La gala de los Oscar y el proceso de selección de los ganadores, siempre ha ido acompañada por la sombra de la política y el marketing. Muchas productoras se lanzan a hacer campaña, invirtiendo grandes cantidades económicas que rondan una media de 10 millones de dólares para conseguir cierta repercusión. Ahora bien, para llegar a comprender la sorpresa y asimilar lo ocurrido, hay que echar la vista atrás y tirar de memoria.

No hay que ser un ilustre para llegar a tomar conciencia de lo ocurrido en las sombras, como si de una serie de televisión se tratase. Sólo hay que recordar lo ocurrido en capítulos anteriores para atar cabos y llegar a numerosas conclusiones donde los intereses políticos salen a la luz.

Se trata de una gala de cine, pero hay que recordar la campaña hacía la presidencia de Estados Unidos, la inesperada y polémica selección del presidente, Donald Trump, sus declaraciones contra los inmigrantes, la mujer y cómo llegó a criticar a grandes intérpretes, como: Meryl Streep (Los puentes de Madison), hecho que tuvo un efecto boomerang, haciendo que todo lo lanzado por la boca del presidente se volviera en su contra, haciendo que numerosos intérpretes y compañeros de la industria de Hollywood lanzaran sus particulares campañas contra el presidente. En este punto es inevitable recordar a la propia Meryl Streep en la gala de Los Globos de oro, Robert De Niro (Heat), Natali Portman (Léon, el profesional) y el boicot del director de cine iraní, Asghar Farhadi (Nader y Simin, una separación). Recordemos que el ganador del Oscar a mejor película extranjera en 2011, por Nader y Simin, una separación, renunciaba a asistir a la gala, tras las medidas migratorias del presidente de los Estados Unidos. 

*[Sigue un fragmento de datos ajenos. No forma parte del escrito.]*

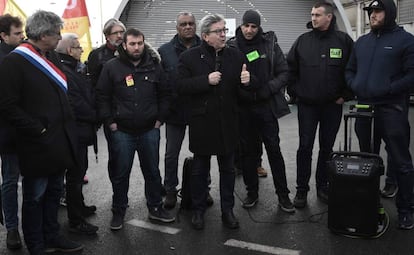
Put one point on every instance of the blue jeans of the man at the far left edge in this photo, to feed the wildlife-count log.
(10, 173)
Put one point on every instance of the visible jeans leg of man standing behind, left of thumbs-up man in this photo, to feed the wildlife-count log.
(174, 136)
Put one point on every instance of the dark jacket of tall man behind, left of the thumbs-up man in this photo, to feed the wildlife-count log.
(178, 112)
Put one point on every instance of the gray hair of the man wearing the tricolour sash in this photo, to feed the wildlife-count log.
(42, 23)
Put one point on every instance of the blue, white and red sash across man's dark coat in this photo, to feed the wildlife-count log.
(28, 52)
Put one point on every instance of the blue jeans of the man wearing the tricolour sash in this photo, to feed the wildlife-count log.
(41, 197)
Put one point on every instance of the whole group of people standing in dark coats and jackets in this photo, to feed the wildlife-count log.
(230, 93)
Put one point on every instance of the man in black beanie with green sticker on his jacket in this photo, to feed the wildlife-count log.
(261, 107)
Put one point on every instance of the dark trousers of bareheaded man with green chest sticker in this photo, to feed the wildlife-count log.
(329, 117)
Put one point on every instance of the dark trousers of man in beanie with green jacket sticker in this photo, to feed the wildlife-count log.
(258, 124)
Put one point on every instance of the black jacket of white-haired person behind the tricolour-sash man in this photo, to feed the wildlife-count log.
(82, 99)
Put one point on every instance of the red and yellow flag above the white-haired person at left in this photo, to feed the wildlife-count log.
(77, 21)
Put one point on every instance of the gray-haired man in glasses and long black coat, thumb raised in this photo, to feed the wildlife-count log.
(212, 75)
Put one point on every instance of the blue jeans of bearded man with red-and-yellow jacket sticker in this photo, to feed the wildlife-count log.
(123, 149)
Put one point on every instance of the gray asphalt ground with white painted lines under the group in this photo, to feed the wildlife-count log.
(264, 229)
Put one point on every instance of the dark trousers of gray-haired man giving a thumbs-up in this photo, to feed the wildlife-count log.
(199, 181)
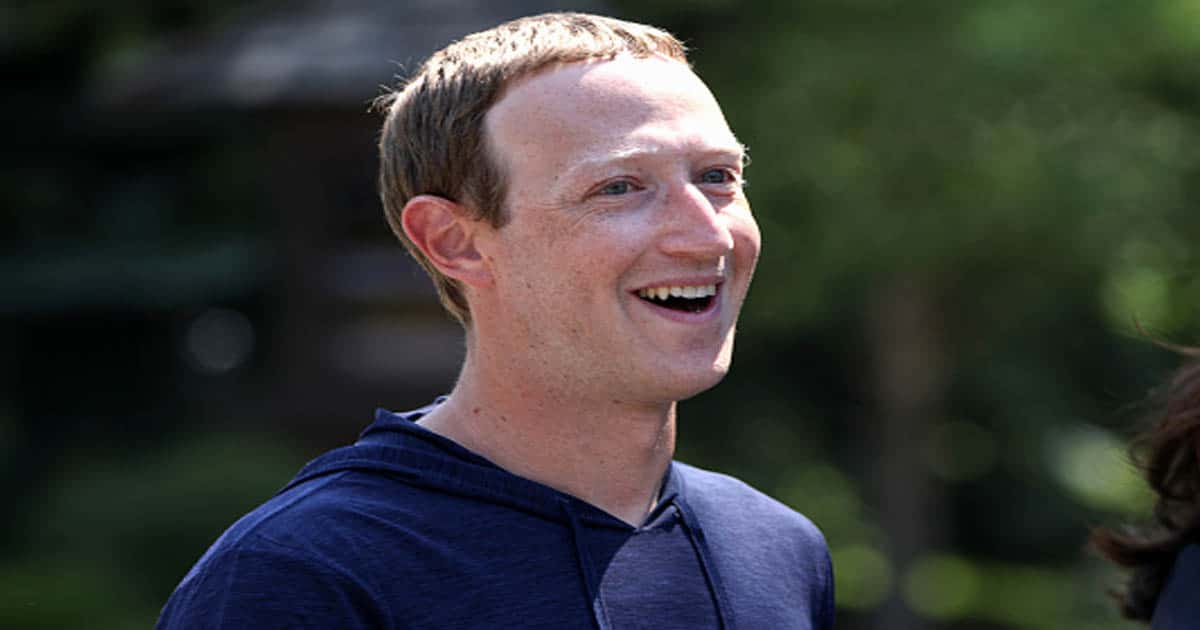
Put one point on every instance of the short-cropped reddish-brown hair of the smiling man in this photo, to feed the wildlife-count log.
(434, 140)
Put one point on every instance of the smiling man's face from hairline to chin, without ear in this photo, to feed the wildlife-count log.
(625, 187)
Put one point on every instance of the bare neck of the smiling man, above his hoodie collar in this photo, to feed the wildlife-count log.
(611, 454)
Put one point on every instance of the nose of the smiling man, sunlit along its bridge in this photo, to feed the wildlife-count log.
(694, 227)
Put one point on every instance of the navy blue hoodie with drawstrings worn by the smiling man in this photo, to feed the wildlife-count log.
(406, 530)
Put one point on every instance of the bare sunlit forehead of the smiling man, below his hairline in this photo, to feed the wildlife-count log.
(607, 110)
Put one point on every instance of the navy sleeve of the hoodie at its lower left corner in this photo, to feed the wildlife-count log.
(268, 586)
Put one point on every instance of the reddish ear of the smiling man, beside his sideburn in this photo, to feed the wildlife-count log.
(446, 235)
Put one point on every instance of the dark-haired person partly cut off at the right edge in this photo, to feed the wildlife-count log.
(1165, 559)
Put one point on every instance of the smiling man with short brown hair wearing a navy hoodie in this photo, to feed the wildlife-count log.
(575, 193)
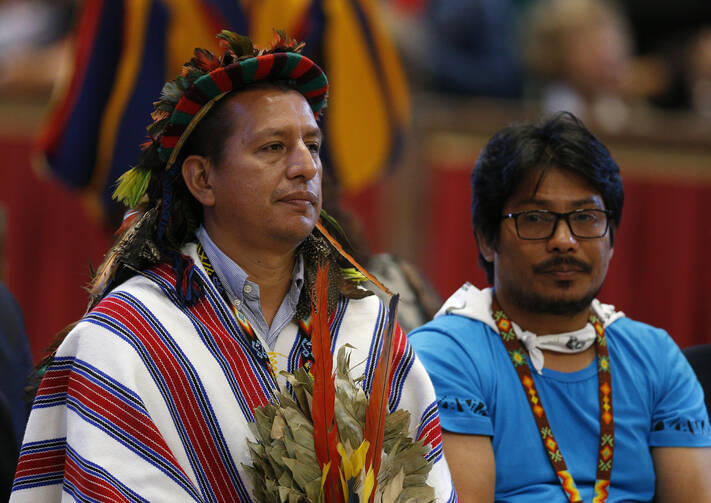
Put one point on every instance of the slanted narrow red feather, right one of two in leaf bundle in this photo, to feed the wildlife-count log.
(379, 394)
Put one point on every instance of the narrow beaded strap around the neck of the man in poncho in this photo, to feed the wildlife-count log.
(303, 336)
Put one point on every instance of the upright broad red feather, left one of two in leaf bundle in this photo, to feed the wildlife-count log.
(324, 391)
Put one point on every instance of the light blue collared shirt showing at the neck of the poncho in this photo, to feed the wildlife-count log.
(244, 294)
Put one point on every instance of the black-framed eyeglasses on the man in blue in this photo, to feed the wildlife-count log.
(541, 224)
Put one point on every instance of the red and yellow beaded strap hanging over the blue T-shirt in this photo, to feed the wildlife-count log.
(517, 353)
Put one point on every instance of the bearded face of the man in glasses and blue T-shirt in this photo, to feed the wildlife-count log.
(559, 275)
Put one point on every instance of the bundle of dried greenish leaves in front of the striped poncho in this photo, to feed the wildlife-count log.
(284, 462)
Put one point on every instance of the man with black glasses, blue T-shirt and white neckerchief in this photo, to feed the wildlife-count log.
(545, 393)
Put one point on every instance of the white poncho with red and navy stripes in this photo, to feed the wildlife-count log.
(147, 400)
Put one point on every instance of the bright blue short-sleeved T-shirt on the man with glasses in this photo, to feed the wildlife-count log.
(657, 401)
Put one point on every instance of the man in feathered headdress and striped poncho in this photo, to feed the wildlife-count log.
(207, 297)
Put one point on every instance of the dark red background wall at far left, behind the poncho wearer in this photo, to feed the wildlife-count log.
(50, 245)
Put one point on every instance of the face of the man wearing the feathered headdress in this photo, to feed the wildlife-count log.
(267, 189)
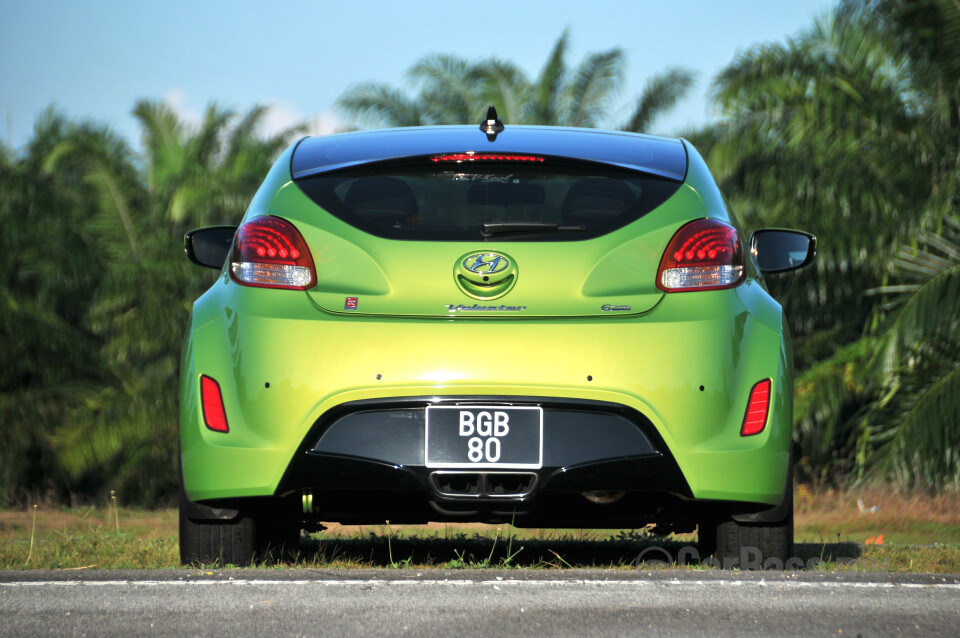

Había muchos rumores sobre las posibles críticas que iban a llegar en los discursos de los premiados, pero curiosamente esto no ocurrió y el simple hecho de que Moonlight se convirtiera en la ganadora a mejor película, ya pone de manifiesto el carácter político de la gala.

Como si de una cortina de humo se tratase, todo el alboroto generado por la bochornosa sorpresa final camufla lo que se esconde detrás de todo el asunto si realizamos un análisis en profundidad de los premios otorgados y lo vemos todo como una especie de mensaje para el presidente. La Academia de Hollywood no es partidaria de su presidente y se lo hace saber con sus premios a la mejor película para Moonlight y a la mejor película de habla no inglesa, El viajante.

Lejos queda la polémica del año 2016, en la que se hablaba de falta de igualdad por parte de la academia con los candidatos de color. Con las polémicas declaraciones del presidente Trump, la Academia de Hollywood se reconcilia de alguna forma con los candidatos de color y los inmigrantes, recordando que América siempre ha sido un país de democracia y libertad.

Si La ciudad de las estrellas representaba a una América edulcorada e idealizada con brillo y esplendor, El viajante y Moonlight abren las puertas para el mundo de las libertades de los inmigrantes y la diversidad en una nueva lucha por la libertad.




1 comentario :

  1. Buen análisis, Jon, las premiaciones tienen su ideología.